Smiley is on vacation.

Death and football

We get some strange calls.

Switchboard operator Jane Johnson (now retired) says a caller asked the date and time of the Super Bowl, a normal request.

But Jane was taken aback when, after she gave him the information, he said, “Thanks, we’re planning a funeral.”

Just the facts, please

Shirley Harding noticed some editorial comment in our news columns. She agrees with the sentiment, but was surprised to find us expressing it.

The headline said, “Casino board members, Harrah’s Jazz Co. officials butt heads.”

We’re all glad, Patrick

Pam Landry’s class at Donaldsonville Elementary made birthday cards for Pam’s mom, Inez Landry.

Patrick made a pretty one with a pink flower and “Happy Birthday Miss Nez” on it.

The message inside was: “I am glad you can live to see your birthday. …”

Bathroom humor

Gloria Radelat, of Heritage Manor, tells of the little boy who asked his dad, “Does God live in the bathroom?”

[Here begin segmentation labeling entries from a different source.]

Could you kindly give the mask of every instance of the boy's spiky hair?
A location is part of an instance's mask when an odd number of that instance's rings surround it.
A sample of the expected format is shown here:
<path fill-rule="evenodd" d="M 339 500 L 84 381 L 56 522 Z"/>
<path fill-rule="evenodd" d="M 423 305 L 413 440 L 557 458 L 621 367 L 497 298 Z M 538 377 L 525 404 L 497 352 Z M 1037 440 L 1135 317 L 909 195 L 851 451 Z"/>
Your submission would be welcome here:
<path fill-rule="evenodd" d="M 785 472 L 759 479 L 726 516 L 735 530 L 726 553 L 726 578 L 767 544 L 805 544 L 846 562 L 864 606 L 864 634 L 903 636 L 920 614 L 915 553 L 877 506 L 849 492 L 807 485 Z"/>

When his father said no, and asked why he asked, the kid answered, “Why, when I’m in the bathroom, do you say, ‘Lord, are you still in there?’ ”

Ultimate job training

Lew Carter tells of the visitor to Louisiana who was told by a tour guide, “We use alligators to make handbags.”

Exclaimed the tourist, “Isn’t it amazing what they can teach animals to do?”

Amazing grace

Joe Parker tells of his grandnephews in Mississippi — Charles, 6, and Matthew, 3?.

When their dog died, the boys’ mom decided it would be a valuable lesson about life and death. She took them out to see the body, and asked, “Would you like to say a prayer?”

Matthew replied, “Why, are we going to eat him?”

If anybody needs one ...

When teacher Becky Prichard went into the lunchroom at LaSalle Elementary to get her students for their next class, one of them asked her where she had eaten her lunch.

She replied that she had lunch in the teachers’ lounge.

His eyes grew big as he asked, “Y’all have a bar?”

Critical Mass

Lou Clouatre was at church when then-Bishop Alfred Hughes had trouble with his mic.

The bishop was reminded of the priest who was at the part of the Mass where he says “The Lord be with you” and the congregation responds “And also with you.”

When the cleric observed aloud, “Something is wrong with the mic,” the congregation dutifully intoned, “And also with you.”